Jürgen Drews kommt kurz zurück: Tochter Joelina lädt zur 30. Geburtstagsfeier auf Mallorca
Kein Stadion, sondern Familienglück: Jürgen Drews reist für die 30. Geburtstagsfeier seiner Tochter Joelina nach Mallorca. Ein Comeback, leise und warm.
Ein Stück Ballermann-Geschichte kehrt heim — aber ganz privat
Wenn die Tramuntana am Abend noch Wärme in die Gassen bläst und aus der Ferne ein Akkordeon an der Playa zu hören ist, dann merkt man: Mallorca atmet wieder.

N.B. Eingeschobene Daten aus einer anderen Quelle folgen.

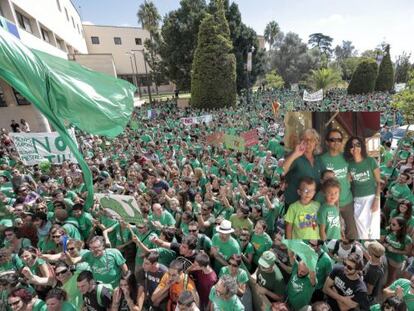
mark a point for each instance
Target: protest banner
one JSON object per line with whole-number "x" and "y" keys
{"x": 234, "y": 142}
{"x": 120, "y": 207}
{"x": 197, "y": 120}
{"x": 215, "y": 139}
{"x": 313, "y": 97}
{"x": 251, "y": 138}
{"x": 275, "y": 108}
{"x": 34, "y": 148}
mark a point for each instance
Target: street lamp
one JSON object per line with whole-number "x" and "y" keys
{"x": 249, "y": 70}
{"x": 146, "y": 73}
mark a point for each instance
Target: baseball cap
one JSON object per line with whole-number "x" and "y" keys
{"x": 267, "y": 259}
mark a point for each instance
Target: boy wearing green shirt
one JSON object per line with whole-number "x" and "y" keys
{"x": 328, "y": 214}
{"x": 301, "y": 217}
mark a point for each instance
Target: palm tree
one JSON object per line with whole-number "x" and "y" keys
{"x": 271, "y": 31}
{"x": 149, "y": 18}
{"x": 324, "y": 78}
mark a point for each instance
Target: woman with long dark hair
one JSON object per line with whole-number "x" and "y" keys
{"x": 366, "y": 188}
{"x": 397, "y": 244}
{"x": 125, "y": 297}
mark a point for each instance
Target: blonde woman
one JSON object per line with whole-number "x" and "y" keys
{"x": 302, "y": 162}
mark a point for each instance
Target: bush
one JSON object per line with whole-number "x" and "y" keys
{"x": 213, "y": 79}
{"x": 364, "y": 77}
{"x": 385, "y": 79}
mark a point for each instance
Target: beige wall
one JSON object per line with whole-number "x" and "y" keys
{"x": 98, "y": 62}
{"x": 106, "y": 45}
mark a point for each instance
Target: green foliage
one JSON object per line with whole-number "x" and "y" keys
{"x": 325, "y": 78}
{"x": 213, "y": 80}
{"x": 179, "y": 34}
{"x": 271, "y": 31}
{"x": 322, "y": 42}
{"x": 364, "y": 77}
{"x": 293, "y": 60}
{"x": 273, "y": 80}
{"x": 385, "y": 79}
{"x": 402, "y": 67}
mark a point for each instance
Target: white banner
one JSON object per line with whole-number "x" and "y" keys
{"x": 398, "y": 87}
{"x": 197, "y": 120}
{"x": 313, "y": 97}
{"x": 34, "y": 148}
{"x": 120, "y": 207}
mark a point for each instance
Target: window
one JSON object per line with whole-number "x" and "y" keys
{"x": 95, "y": 40}
{"x": 45, "y": 35}
{"x": 117, "y": 40}
{"x": 20, "y": 99}
{"x": 24, "y": 22}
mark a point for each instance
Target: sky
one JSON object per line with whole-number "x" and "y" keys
{"x": 366, "y": 23}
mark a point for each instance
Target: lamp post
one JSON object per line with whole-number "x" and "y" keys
{"x": 250, "y": 52}
{"x": 146, "y": 73}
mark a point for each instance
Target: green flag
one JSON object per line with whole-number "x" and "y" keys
{"x": 304, "y": 251}
{"x": 65, "y": 91}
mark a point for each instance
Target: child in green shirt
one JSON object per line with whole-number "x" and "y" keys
{"x": 301, "y": 217}
{"x": 328, "y": 215}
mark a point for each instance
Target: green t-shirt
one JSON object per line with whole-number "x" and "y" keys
{"x": 408, "y": 295}
{"x": 363, "y": 179}
{"x": 74, "y": 295}
{"x": 261, "y": 243}
{"x": 299, "y": 289}
{"x": 391, "y": 239}
{"x": 339, "y": 165}
{"x": 233, "y": 304}
{"x": 300, "y": 168}
{"x": 304, "y": 220}
{"x": 397, "y": 191}
{"x": 323, "y": 269}
{"x": 328, "y": 215}
{"x": 242, "y": 276}
{"x": 107, "y": 268}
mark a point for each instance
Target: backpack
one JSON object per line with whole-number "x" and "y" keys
{"x": 99, "y": 288}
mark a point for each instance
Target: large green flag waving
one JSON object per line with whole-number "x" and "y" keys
{"x": 66, "y": 92}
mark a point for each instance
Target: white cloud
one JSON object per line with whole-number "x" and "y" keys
{"x": 334, "y": 19}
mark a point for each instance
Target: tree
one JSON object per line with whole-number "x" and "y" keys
{"x": 324, "y": 78}
{"x": 402, "y": 67}
{"x": 322, "y": 42}
{"x": 179, "y": 40}
{"x": 364, "y": 77}
{"x": 213, "y": 80}
{"x": 344, "y": 51}
{"x": 273, "y": 80}
{"x": 293, "y": 60}
{"x": 149, "y": 18}
{"x": 385, "y": 79}
{"x": 271, "y": 32}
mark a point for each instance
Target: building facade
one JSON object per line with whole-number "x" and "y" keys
{"x": 53, "y": 27}
{"x": 126, "y": 45}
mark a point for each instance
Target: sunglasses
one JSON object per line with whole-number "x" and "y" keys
{"x": 335, "y": 140}
{"x": 14, "y": 303}
{"x": 349, "y": 267}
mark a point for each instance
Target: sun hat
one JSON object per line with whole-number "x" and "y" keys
{"x": 267, "y": 259}
{"x": 225, "y": 227}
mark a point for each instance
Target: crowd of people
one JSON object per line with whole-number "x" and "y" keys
{"x": 214, "y": 220}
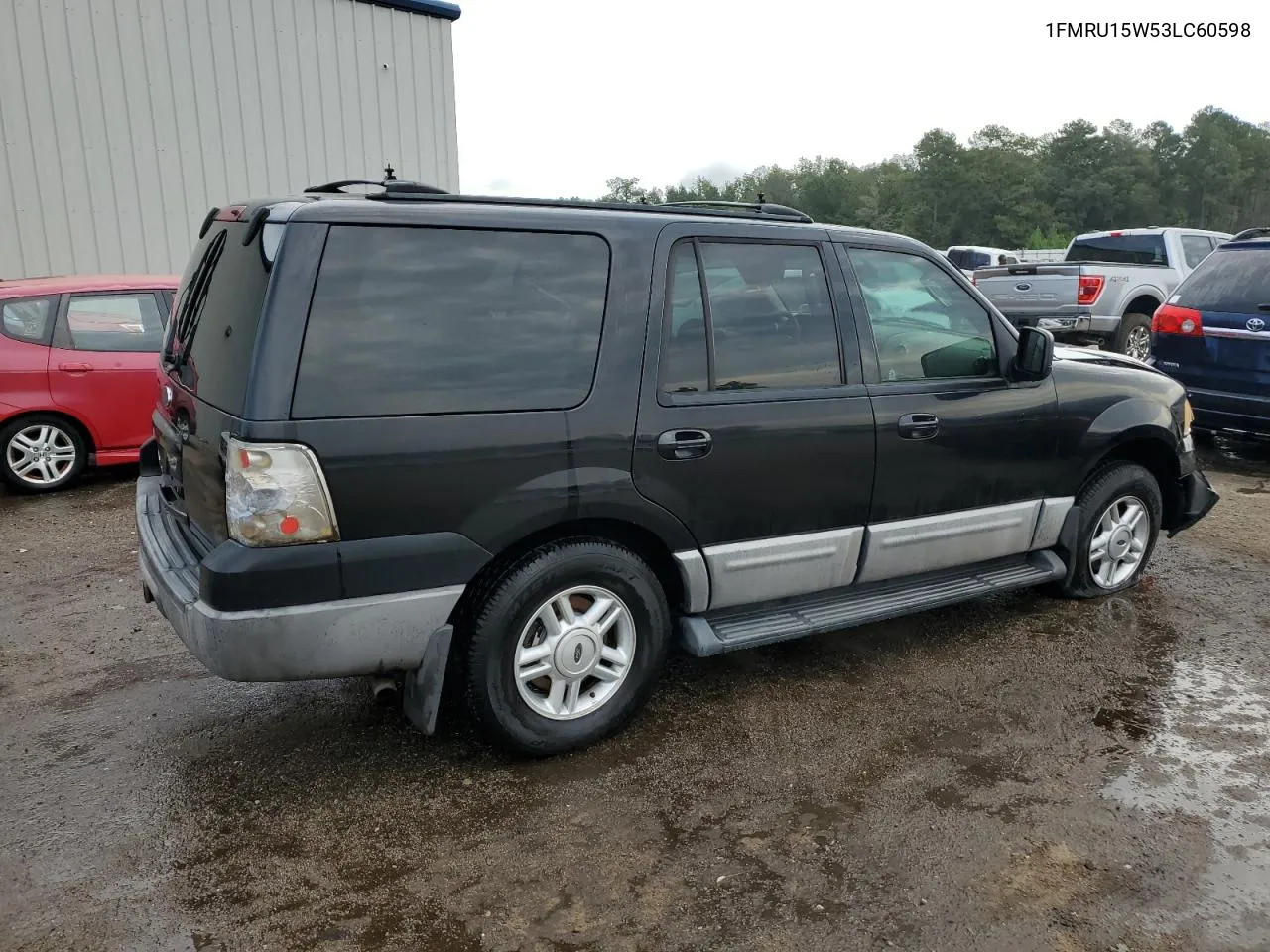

Diesen Spätsommer mischt sich ein bekannter Name darunter: Jürgen Drews, der Mann, den viele liebevoll als „König von Mallorca“ nennen, soll für eine Familienfeier auf die Insel kommen. Kein Stadionauftritt, kein großes Tamtam — seine Tochter Joelina feiert ihren 30. Geburtstag, und der Vater ist eingeladen. Nach mehreren Stimmen aus dem Umfeld steht der Termin wohl auf dem 27. September.
Familiär statt flashig — so soll es bleiben
Die Nachricht schlägt hier und da Wellen, aber nicht im Boulevard-Sinne. Es geht um Ramona, enge Freunde und ein paar ausgewählte Gäste. Ein Barkeeper an der Playa schmunzelt, während er ein Glas füllt: „Wenn er auftaucht, wird’s gemütlich und laut zugleich.“ Genau das erwarten viele — ein Abend mit Schlager, Sekt und vereinzelt ein Mikrofon, das von Hand zu Hand geht. Statt Rampenlicht steht Nähe auf dem Plan.
Neue Töne, alte Melodien
Passend zur Rückkehr gibt es musikalischen Nachschub: Eine Neuaufnahme seines Klassikers „König von Mallorca“ erscheint als Duett mit einem bekannten Entertainer aus dem Netz — Veröffentlichungstag: 19. September. Und im Oktober soll ein letztes Album folgen, mit neuen Songs, Remixen und Familienduetten. Für die Strandbars könnte das ein willkommener Soundtrack werden; am Freitagabend testet die Playa gerne neue Tracks.
Weshalb keine große Tour mehr? Die Antwort liegt nicht im Rampenlicht, sondern im Körper: Drews hat offen über seine Polyneuropathie gesprochen. Die Krankheit zwingt zu Tempo raus. Große Tourneen seien nicht mehr geplant. Stattdessen bleibt die Musik — und die bewusste Entscheidung, nur noch ausgewählte Momente zu teilen. Warum Drews seine Heimat verkauft, um ein Leben in Ruhe führen zu können, zeigt seine Veränderung.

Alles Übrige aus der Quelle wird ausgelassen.